Enviada a Bonn (Alemanha)
Cercado de jornalistas e curiosos de pelo menos 30 países, na noite desta segunda-feira (17/6), o linguista e crítico político de renome mundial Avram Noam Chomsky, de 84 anos, caminhava lentamente para se retirar da plenária após sua palestra no Forum Global de Midia, em Bonn (Alemanha). Estava acompanhado de seguranças e assessores que tentavam manter todos afastados e não parecia disposto a responder mais indagações. Em uma fileira formada ao lado dele, consegui gritar uma pergunta. Ao ouvir as palavras “Turquia” e “Brasil”, Chomsky virou-se para mim, respondendo-a:
- Embora sejam protestos diferentes e com
suas peculiaridades, as manifestações nos dois países são tentativas de o
povo recuperar a participação nas decisões. É uma forma de ir contra o
domínio dos interesses de grupos econômicos. Acho ambos muito importantes
e posso dizer que estou com os manifestantes – disse o
linguista, entusiasta do movimento “Occuppy”, declarando apoio ao
movimento que toma as ruas de cidades brasileiras e também aos manifestantes
turcos.
Ele tem razão ao tentar separar os dois
movimentos.
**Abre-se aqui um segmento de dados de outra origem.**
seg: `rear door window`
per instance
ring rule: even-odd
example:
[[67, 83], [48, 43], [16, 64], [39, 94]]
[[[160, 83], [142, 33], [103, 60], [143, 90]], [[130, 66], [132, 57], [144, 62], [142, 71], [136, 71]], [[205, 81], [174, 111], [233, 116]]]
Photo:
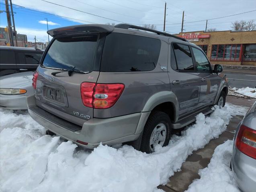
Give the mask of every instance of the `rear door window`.
[[192, 55], [187, 45], [174, 43], [173, 48], [179, 70], [194, 70]]
[[20, 64], [38, 64], [42, 53], [20, 52], [18, 53]]
[[93, 67], [97, 36], [57, 38], [46, 54], [42, 66], [91, 71]]
[[197, 70], [199, 71], [210, 71], [210, 63], [203, 52], [194, 47], [192, 47], [192, 50], [196, 60]]
[[161, 48], [157, 39], [112, 33], [106, 37], [100, 71], [150, 71], [156, 66]]
[[13, 51], [0, 50], [0, 63], [16, 64], [15, 55]]

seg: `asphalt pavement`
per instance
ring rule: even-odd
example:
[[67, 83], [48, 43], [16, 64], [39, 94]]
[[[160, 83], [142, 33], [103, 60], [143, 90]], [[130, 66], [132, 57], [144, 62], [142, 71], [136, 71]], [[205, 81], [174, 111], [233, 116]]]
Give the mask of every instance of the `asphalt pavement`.
[[256, 70], [240, 69], [224, 69], [229, 86], [236, 88], [256, 86]]

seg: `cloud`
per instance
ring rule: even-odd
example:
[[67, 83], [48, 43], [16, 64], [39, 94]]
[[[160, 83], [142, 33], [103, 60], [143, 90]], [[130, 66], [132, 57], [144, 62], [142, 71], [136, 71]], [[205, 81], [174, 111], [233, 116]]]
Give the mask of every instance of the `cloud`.
[[[35, 36], [36, 36], [37, 42], [48, 42], [48, 34], [46, 30], [19, 27], [16, 27], [16, 30], [18, 33], [26, 34], [28, 41], [35, 42]], [[51, 36], [49, 37], [51, 40], [52, 37]]]
[[[41, 20], [41, 21], [39, 21], [38, 22], [41, 24], [44, 24], [45, 25], [47, 24], [47, 22], [45, 20]], [[60, 25], [60, 24], [58, 23], [55, 23], [51, 21], [48, 21], [48, 24], [49, 25]]]

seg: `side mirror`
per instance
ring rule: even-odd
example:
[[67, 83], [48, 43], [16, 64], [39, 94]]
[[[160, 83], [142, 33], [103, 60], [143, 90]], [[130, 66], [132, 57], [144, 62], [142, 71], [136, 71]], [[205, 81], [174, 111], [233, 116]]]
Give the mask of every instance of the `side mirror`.
[[223, 67], [222, 65], [216, 64], [214, 65], [214, 70], [213, 72], [215, 73], [221, 73], [223, 70]]

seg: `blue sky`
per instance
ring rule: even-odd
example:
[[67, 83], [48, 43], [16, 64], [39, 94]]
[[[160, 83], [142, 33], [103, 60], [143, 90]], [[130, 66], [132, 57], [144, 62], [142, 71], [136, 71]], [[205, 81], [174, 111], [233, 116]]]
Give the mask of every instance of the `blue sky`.
[[[16, 4], [31, 11], [13, 6], [16, 29], [18, 33], [28, 36], [29, 41], [33, 40], [35, 35], [39, 41], [48, 41], [46, 24], [39, 22], [45, 20], [55, 24], [49, 25], [49, 29], [65, 26], [96, 23], [120, 23], [120, 22], [142, 25], [155, 24], [157, 29], [163, 30], [163, 0], [47, 0], [72, 8], [85, 12], [71, 10], [41, 0], [12, 0]], [[256, 10], [255, 0], [166, 0], [166, 30], [174, 34], [180, 31], [182, 12], [185, 11], [185, 31], [204, 30], [205, 22], [187, 22], [209, 19]], [[5, 10], [4, 1], [0, 0], [0, 10]], [[38, 11], [57, 14], [58, 17]], [[100, 16], [97, 16], [92, 14]], [[65, 18], [68, 17], [72, 19]], [[110, 19], [102, 18], [104, 17]], [[76, 19], [80, 20], [79, 20]], [[236, 20], [256, 20], [256, 12], [236, 16], [209, 21], [209, 28], [216, 28], [219, 30], [229, 30], [232, 22]], [[116, 21], [113, 21], [116, 20]], [[49, 22], [49, 24], [50, 23]], [[0, 14], [0, 25], [7, 25], [6, 14]]]

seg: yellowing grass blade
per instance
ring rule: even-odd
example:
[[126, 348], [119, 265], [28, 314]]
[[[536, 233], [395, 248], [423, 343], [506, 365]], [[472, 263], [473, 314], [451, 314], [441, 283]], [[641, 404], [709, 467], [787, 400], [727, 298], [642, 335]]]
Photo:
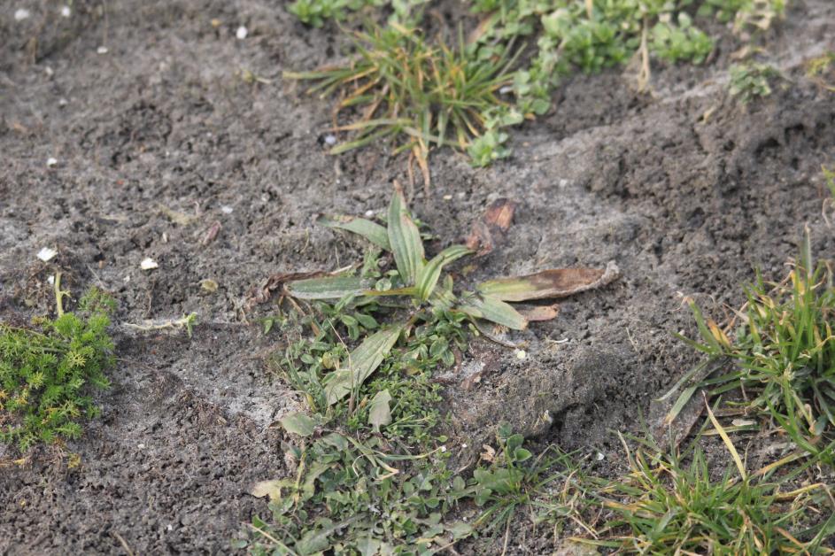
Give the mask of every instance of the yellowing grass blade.
[[731, 457], [733, 458], [733, 462], [737, 464], [737, 468], [739, 470], [739, 475], [742, 477], [743, 481], [747, 481], [748, 475], [746, 473], [745, 465], [742, 463], [742, 458], [739, 457], [739, 453], [737, 452], [736, 446], [733, 445], [733, 443], [731, 442], [731, 437], [728, 436], [728, 433], [725, 432], [725, 429], [722, 428], [722, 425], [719, 424], [719, 421], [716, 419], [716, 416], [713, 414], [713, 410], [710, 409], [710, 405], [707, 403], [707, 398], [705, 398], [705, 406], [707, 408], [707, 416], [710, 418], [710, 422], [713, 423], [713, 426], [719, 432], [719, 436], [722, 436], [722, 441], [725, 443], [725, 446], [728, 448], [728, 452], [731, 452]]
[[613, 261], [606, 268], [553, 268], [525, 276], [489, 280], [476, 289], [502, 301], [565, 297], [605, 286], [618, 274], [617, 265]]

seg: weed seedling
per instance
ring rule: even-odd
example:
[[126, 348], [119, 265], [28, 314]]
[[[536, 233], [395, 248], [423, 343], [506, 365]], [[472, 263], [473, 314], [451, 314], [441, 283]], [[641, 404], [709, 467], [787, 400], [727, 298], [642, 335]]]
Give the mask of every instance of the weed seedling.
[[36, 442], [78, 438], [80, 421], [98, 413], [90, 388], [105, 389], [104, 372], [113, 366], [107, 334], [115, 305], [90, 290], [77, 313], [65, 313], [56, 279], [58, 317], [37, 328], [0, 323], [0, 440], [26, 451]]
[[731, 66], [730, 73], [728, 92], [743, 104], [770, 95], [772, 80], [781, 76], [776, 68], [756, 63]]

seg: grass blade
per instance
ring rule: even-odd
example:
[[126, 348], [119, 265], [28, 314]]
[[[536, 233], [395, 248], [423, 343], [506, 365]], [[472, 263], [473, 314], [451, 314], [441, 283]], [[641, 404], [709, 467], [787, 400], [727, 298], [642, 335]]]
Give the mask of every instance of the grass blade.
[[284, 290], [298, 299], [341, 299], [360, 295], [370, 283], [360, 276], [327, 276], [288, 282]]
[[328, 405], [332, 405], [359, 388], [374, 373], [398, 341], [403, 327], [372, 334], [348, 356], [348, 368], [333, 373], [325, 385]]

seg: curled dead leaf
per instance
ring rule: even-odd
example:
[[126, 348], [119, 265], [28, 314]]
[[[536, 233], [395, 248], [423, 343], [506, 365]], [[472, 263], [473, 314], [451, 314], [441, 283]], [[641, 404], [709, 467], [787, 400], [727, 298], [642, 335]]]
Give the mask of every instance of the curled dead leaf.
[[510, 199], [500, 198], [491, 203], [482, 220], [473, 224], [473, 230], [467, 238], [468, 248], [477, 251], [478, 256], [493, 251], [496, 242], [510, 228], [516, 204]]
[[502, 301], [553, 299], [600, 288], [619, 275], [617, 265], [609, 261], [606, 268], [552, 268], [524, 276], [488, 280], [477, 290]]

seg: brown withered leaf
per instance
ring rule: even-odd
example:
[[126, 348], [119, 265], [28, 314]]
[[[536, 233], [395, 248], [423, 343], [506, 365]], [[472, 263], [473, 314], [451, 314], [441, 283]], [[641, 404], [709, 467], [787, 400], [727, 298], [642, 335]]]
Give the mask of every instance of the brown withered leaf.
[[479, 257], [493, 251], [496, 242], [510, 228], [515, 210], [516, 204], [510, 199], [500, 198], [491, 203], [482, 220], [473, 224], [473, 230], [467, 238], [467, 247], [477, 251]]
[[606, 268], [553, 268], [533, 274], [488, 280], [479, 293], [502, 301], [554, 299], [605, 286], [620, 274], [615, 261]]
[[519, 307], [516, 309], [522, 313], [528, 322], [540, 322], [543, 320], [553, 320], [560, 314], [560, 305], [537, 305], [532, 307]]

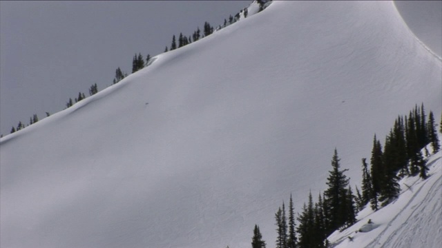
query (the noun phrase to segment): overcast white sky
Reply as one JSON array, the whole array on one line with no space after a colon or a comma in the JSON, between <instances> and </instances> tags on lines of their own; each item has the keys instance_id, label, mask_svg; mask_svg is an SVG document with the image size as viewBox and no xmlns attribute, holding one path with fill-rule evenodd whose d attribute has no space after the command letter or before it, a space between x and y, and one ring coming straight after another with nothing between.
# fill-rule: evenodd
<instances>
[{"instance_id":1,"label":"overcast white sky","mask_svg":"<svg viewBox=\"0 0 442 248\"><path fill-rule=\"evenodd\" d=\"M217 26L250 1L0 1L0 133L102 90L132 57L154 56L173 34Z\"/></svg>"}]
</instances>

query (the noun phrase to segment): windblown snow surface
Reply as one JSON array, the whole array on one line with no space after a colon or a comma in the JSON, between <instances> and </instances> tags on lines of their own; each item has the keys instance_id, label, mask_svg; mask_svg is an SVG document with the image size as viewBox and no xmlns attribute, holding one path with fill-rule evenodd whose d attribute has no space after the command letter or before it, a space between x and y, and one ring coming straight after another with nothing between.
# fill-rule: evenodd
<instances>
[{"instance_id":1,"label":"windblown snow surface","mask_svg":"<svg viewBox=\"0 0 442 248\"><path fill-rule=\"evenodd\" d=\"M274 213L325 189L335 147L358 184L374 134L416 103L438 116L441 82L392 1L275 1L1 138L0 246L249 247L258 224L273 247ZM381 210L397 235L373 217L384 226L363 244L427 230L413 207L440 209L433 161Z\"/></svg>"},{"instance_id":2,"label":"windblown snow surface","mask_svg":"<svg viewBox=\"0 0 442 248\"><path fill-rule=\"evenodd\" d=\"M329 240L334 247L440 247L441 158L441 152L427 158L428 178L422 180L415 176L402 179L399 183L401 192L397 200L376 212L366 207L358 215L358 223L332 234Z\"/></svg>"}]
</instances>

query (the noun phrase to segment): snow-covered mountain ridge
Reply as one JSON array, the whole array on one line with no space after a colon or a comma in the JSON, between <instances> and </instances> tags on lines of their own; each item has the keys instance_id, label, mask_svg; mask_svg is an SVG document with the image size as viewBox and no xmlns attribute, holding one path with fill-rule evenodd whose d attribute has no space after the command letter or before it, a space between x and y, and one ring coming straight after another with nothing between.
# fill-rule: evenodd
<instances>
[{"instance_id":1,"label":"snow-covered mountain ridge","mask_svg":"<svg viewBox=\"0 0 442 248\"><path fill-rule=\"evenodd\" d=\"M357 223L332 234L329 237L332 247L439 247L442 242L441 158L441 151L427 158L428 178L403 178L397 200L376 212L367 206L359 213Z\"/></svg>"},{"instance_id":2,"label":"snow-covered mountain ridge","mask_svg":"<svg viewBox=\"0 0 442 248\"><path fill-rule=\"evenodd\" d=\"M392 2L275 1L1 138L0 246L248 247L258 223L271 247L282 199L334 147L358 183L441 75Z\"/></svg>"}]
</instances>

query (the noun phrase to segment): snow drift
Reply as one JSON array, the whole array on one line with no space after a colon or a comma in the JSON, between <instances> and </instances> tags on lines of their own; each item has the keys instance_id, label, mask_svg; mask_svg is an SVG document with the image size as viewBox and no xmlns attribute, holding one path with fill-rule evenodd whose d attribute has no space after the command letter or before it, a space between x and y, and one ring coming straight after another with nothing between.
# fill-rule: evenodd
<instances>
[{"instance_id":1,"label":"snow drift","mask_svg":"<svg viewBox=\"0 0 442 248\"><path fill-rule=\"evenodd\" d=\"M276 1L1 138L0 246L271 247L335 147L358 183L375 132L442 111L441 68L391 1Z\"/></svg>"}]
</instances>

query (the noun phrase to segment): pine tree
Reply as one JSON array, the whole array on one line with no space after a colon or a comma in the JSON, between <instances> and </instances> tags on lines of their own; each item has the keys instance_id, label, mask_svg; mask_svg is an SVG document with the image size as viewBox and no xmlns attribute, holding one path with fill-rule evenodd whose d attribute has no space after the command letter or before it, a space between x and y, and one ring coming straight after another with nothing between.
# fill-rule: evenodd
<instances>
[{"instance_id":1,"label":"pine tree","mask_svg":"<svg viewBox=\"0 0 442 248\"><path fill-rule=\"evenodd\" d=\"M69 101L68 101L68 103L66 103L66 107L69 107L70 106L72 106L73 105L73 103L72 102L72 99L69 99ZM31 121L32 122L32 121ZM32 123L31 123L32 124Z\"/></svg>"},{"instance_id":2,"label":"pine tree","mask_svg":"<svg viewBox=\"0 0 442 248\"><path fill-rule=\"evenodd\" d=\"M383 173L381 176L381 184L380 185L379 201L384 202L382 206L388 204L392 200L397 198L401 192L401 187L398 181L398 177L396 176L395 162L396 150L394 146L394 134L391 130L390 133L385 138L385 145L384 152L382 154L382 164L383 165Z\"/></svg>"},{"instance_id":3,"label":"pine tree","mask_svg":"<svg viewBox=\"0 0 442 248\"><path fill-rule=\"evenodd\" d=\"M287 248L287 226L284 203L282 203L282 209L281 209L279 207L278 211L275 214L275 220L276 220L276 231L278 233L276 248Z\"/></svg>"},{"instance_id":4,"label":"pine tree","mask_svg":"<svg viewBox=\"0 0 442 248\"><path fill-rule=\"evenodd\" d=\"M356 211L359 211L364 208L365 205L363 203L364 201L363 200L362 195L359 192L359 189L358 189L358 186L356 186L356 195L355 196L356 197L354 198L354 203L356 205Z\"/></svg>"},{"instance_id":5,"label":"pine tree","mask_svg":"<svg viewBox=\"0 0 442 248\"><path fill-rule=\"evenodd\" d=\"M146 66L149 65L149 62L151 62L151 54L147 54L146 56Z\"/></svg>"},{"instance_id":6,"label":"pine tree","mask_svg":"<svg viewBox=\"0 0 442 248\"><path fill-rule=\"evenodd\" d=\"M138 56L137 57L137 71L139 71L144 68L144 59L143 59L143 55L141 53L138 53Z\"/></svg>"},{"instance_id":7,"label":"pine tree","mask_svg":"<svg viewBox=\"0 0 442 248\"><path fill-rule=\"evenodd\" d=\"M407 130L407 151L408 158L410 158L410 173L411 176L416 176L419 172L419 164L420 158L422 157L422 153L419 148L419 144L417 137L417 128L416 127L416 116L417 110L410 112L408 117L408 125Z\"/></svg>"},{"instance_id":8,"label":"pine tree","mask_svg":"<svg viewBox=\"0 0 442 248\"><path fill-rule=\"evenodd\" d=\"M354 196L353 195L353 191L352 187L349 185L347 190L347 199L346 199L346 224L347 227L356 223L356 210L354 206Z\"/></svg>"},{"instance_id":9,"label":"pine tree","mask_svg":"<svg viewBox=\"0 0 442 248\"><path fill-rule=\"evenodd\" d=\"M37 117L37 114L34 114L32 116L32 123L35 123L37 121L39 121L39 118Z\"/></svg>"},{"instance_id":10,"label":"pine tree","mask_svg":"<svg viewBox=\"0 0 442 248\"><path fill-rule=\"evenodd\" d=\"M175 34L172 37L172 44L171 45L171 51L177 49L177 41L175 38Z\"/></svg>"},{"instance_id":11,"label":"pine tree","mask_svg":"<svg viewBox=\"0 0 442 248\"><path fill-rule=\"evenodd\" d=\"M309 248L314 247L316 237L314 236L314 210L311 193L309 195L308 207L304 203L302 212L298 218L298 246L299 248Z\"/></svg>"},{"instance_id":12,"label":"pine tree","mask_svg":"<svg viewBox=\"0 0 442 248\"><path fill-rule=\"evenodd\" d=\"M208 22L204 22L204 37L209 36L213 32L213 28Z\"/></svg>"},{"instance_id":13,"label":"pine tree","mask_svg":"<svg viewBox=\"0 0 442 248\"><path fill-rule=\"evenodd\" d=\"M408 174L407 146L405 141L405 128L403 126L403 118L398 116L394 122L393 128L393 137L392 145L394 147L394 171L401 171L401 176Z\"/></svg>"},{"instance_id":14,"label":"pine tree","mask_svg":"<svg viewBox=\"0 0 442 248\"><path fill-rule=\"evenodd\" d=\"M137 54L132 58L132 73L137 71Z\"/></svg>"},{"instance_id":15,"label":"pine tree","mask_svg":"<svg viewBox=\"0 0 442 248\"><path fill-rule=\"evenodd\" d=\"M442 114L441 114L441 123L439 123L439 132L442 134Z\"/></svg>"},{"instance_id":16,"label":"pine tree","mask_svg":"<svg viewBox=\"0 0 442 248\"><path fill-rule=\"evenodd\" d=\"M437 136L437 132L436 131L436 126L434 125L434 116L431 111L430 112L428 118L428 124L427 125L428 128L428 139L431 143L431 147L433 148L433 154L435 154L441 149L441 146Z\"/></svg>"},{"instance_id":17,"label":"pine tree","mask_svg":"<svg viewBox=\"0 0 442 248\"><path fill-rule=\"evenodd\" d=\"M372 176L370 172L368 170L368 165L367 165L367 158L362 159L362 207L365 206L370 200L370 198L373 194L372 187Z\"/></svg>"},{"instance_id":18,"label":"pine tree","mask_svg":"<svg viewBox=\"0 0 442 248\"><path fill-rule=\"evenodd\" d=\"M89 88L89 95L92 96L97 93L98 93L98 87L97 86L97 83L95 83Z\"/></svg>"},{"instance_id":19,"label":"pine tree","mask_svg":"<svg viewBox=\"0 0 442 248\"><path fill-rule=\"evenodd\" d=\"M378 197L382 185L382 175L383 175L382 164L382 147L381 143L376 139L376 134L373 140L373 149L372 149L372 158L370 159L372 173L372 196L370 197L370 206L372 209L378 210Z\"/></svg>"},{"instance_id":20,"label":"pine tree","mask_svg":"<svg viewBox=\"0 0 442 248\"><path fill-rule=\"evenodd\" d=\"M253 237L251 238L251 248L265 248L265 241L262 240L262 235L260 227L255 225Z\"/></svg>"},{"instance_id":21,"label":"pine tree","mask_svg":"<svg viewBox=\"0 0 442 248\"><path fill-rule=\"evenodd\" d=\"M280 207L275 214L275 220L276 220L276 248L285 248L282 234L282 210Z\"/></svg>"},{"instance_id":22,"label":"pine tree","mask_svg":"<svg viewBox=\"0 0 442 248\"><path fill-rule=\"evenodd\" d=\"M427 174L427 172L428 171L428 168L427 167L427 162L425 158L423 158L423 156L422 153L419 152L417 154L418 160L417 160L417 166L419 168L419 177L423 179L427 179L428 175Z\"/></svg>"},{"instance_id":23,"label":"pine tree","mask_svg":"<svg viewBox=\"0 0 442 248\"><path fill-rule=\"evenodd\" d=\"M291 198L291 194L290 194L290 202L289 203L289 225L287 234L287 248L296 248L296 224L295 224L295 215L294 212L293 199Z\"/></svg>"},{"instance_id":24,"label":"pine tree","mask_svg":"<svg viewBox=\"0 0 442 248\"><path fill-rule=\"evenodd\" d=\"M178 37L178 48L181 48L184 45L184 39L182 37L182 33L180 33L180 37Z\"/></svg>"},{"instance_id":25,"label":"pine tree","mask_svg":"<svg viewBox=\"0 0 442 248\"><path fill-rule=\"evenodd\" d=\"M425 111L423 103L421 105L421 148L430 143L428 138L428 130L427 127Z\"/></svg>"},{"instance_id":26,"label":"pine tree","mask_svg":"<svg viewBox=\"0 0 442 248\"><path fill-rule=\"evenodd\" d=\"M287 248L287 218L285 215L285 205L284 202L282 202L282 218L281 220L281 227L282 227L282 240L283 248Z\"/></svg>"},{"instance_id":27,"label":"pine tree","mask_svg":"<svg viewBox=\"0 0 442 248\"><path fill-rule=\"evenodd\" d=\"M123 72L122 72L122 70L119 69L119 68L117 68L117 70L115 70L115 78L113 79L113 84L115 84L123 80L123 79L124 79L124 77L126 76L127 76L126 74L124 74Z\"/></svg>"},{"instance_id":28,"label":"pine tree","mask_svg":"<svg viewBox=\"0 0 442 248\"><path fill-rule=\"evenodd\" d=\"M327 229L327 234L329 234L328 231L334 231L344 225L347 219L345 209L349 179L344 172L348 169L340 169L340 161L338 152L335 149L332 159L332 170L329 172L329 175L327 178L328 189L324 192L326 196L325 200L327 205L327 214L330 218L329 227Z\"/></svg>"},{"instance_id":29,"label":"pine tree","mask_svg":"<svg viewBox=\"0 0 442 248\"><path fill-rule=\"evenodd\" d=\"M325 215L324 209L323 208L323 198L319 194L318 198L318 203L315 203L315 207L314 209L314 247L323 248L324 247L324 240L325 239Z\"/></svg>"}]
</instances>

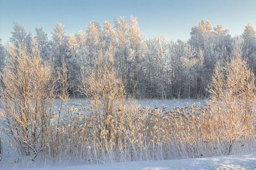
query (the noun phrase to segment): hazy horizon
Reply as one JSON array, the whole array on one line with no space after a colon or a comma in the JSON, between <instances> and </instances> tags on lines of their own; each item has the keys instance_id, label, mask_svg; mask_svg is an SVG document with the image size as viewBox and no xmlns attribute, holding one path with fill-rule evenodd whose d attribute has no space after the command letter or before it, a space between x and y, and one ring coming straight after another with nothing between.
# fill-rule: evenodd
<instances>
[{"instance_id":1,"label":"hazy horizon","mask_svg":"<svg viewBox=\"0 0 256 170\"><path fill-rule=\"evenodd\" d=\"M137 18L146 39L164 35L167 40L190 37L191 28L204 19L212 26L222 25L232 36L240 35L250 23L256 27L255 1L6 1L0 0L0 39L11 37L14 22L24 24L35 35L35 28L51 39L57 22L65 26L66 35L87 29L92 20L102 26L103 20L113 26L115 18Z\"/></svg>"}]
</instances>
Embora semelhanças pareçam gritar neste momento, devido ao cunho
popular de ambos os protestos, são países de contextos socioeconômicos e
culturais muito diferentes. Qualquer tentativa de relacioná-los pode ser
leviana, se não forem tomadas as devidas ressalvas.
Mas, há, no entanto, uma
característica que une brasileiros e turcos neste momento: a tentativa de
recuperar diferentes formas de liberdade e mostrar que a sociedade civil está
acordada. Durante seu discurso para cerca de duas mil pessoas, entre
jornalistas, autoridades europeias e pesquisadores do mundo inteiro reunidos
para o fórum que ocorre até esta quarta-feira, na pequena cidade de
Bonn, Chomsky afirmou que a ocupação da praça Taksim é um microcosmo
da defesa dos bens comuns.
- Trata-se de um movimento global contra a
violência que ameaça a liberdade em diferentes países. As pessoas estão indo as
ruas para defender bens comuns, aqueles que são compartilhados dentro das
sociedades. O capitalismo baseado na massificação de privatizações não
compreende a gestão coletiva, aí esta o problema. Os movimentos que ocorrem
neste momento são legítimos, na tentativa de recuperar a participação popular
na gestão destes bens.
Para além da dominação econômica
O discurso
de Chomsky esteve centrado principalmente em uma crítica às estratégias de
desenvolvimento norte-americanas e ao poder das grandes corporações
multinacionais atualmente. Para o pensador, as privatizações de recursos
básicos, alicerces dos regimes neoliberais, alteram a relação dos cidadãos
com o mundo a sua volta e reduzem também a noção de bens comuns.
- Para muitas sociedades,
a propriedade privada se tornou aparentemente a única possibilidade de
divisão de territórios e recursos. Isso está acabando com essa
noção do que é comum – disse, ampliando a análise para a participação
social: – Existe um pensamento muito difundido em sistemas políticos e
econômicos pautados em ideais liberais que defende a manutenção do poder de
decisão nas mãos de poucas pessoas, que seriam o grupo mais “bem preparado” da
sociedade. Os demais seriam apenas espectadores. É contra isso que alguns
grupos estão lutando.
A base desse pensamento parte de um dado
bastante claro que Chomsky trouxe à tona: segundo ele, 70% da população
norte-americana, por exemplo, não tem qualquer influência sobre a política
nacional. Ou seja, a maioria da população não tem poder, por
exemplo, sobre políticas públicas que afetam suas vidas diariamente.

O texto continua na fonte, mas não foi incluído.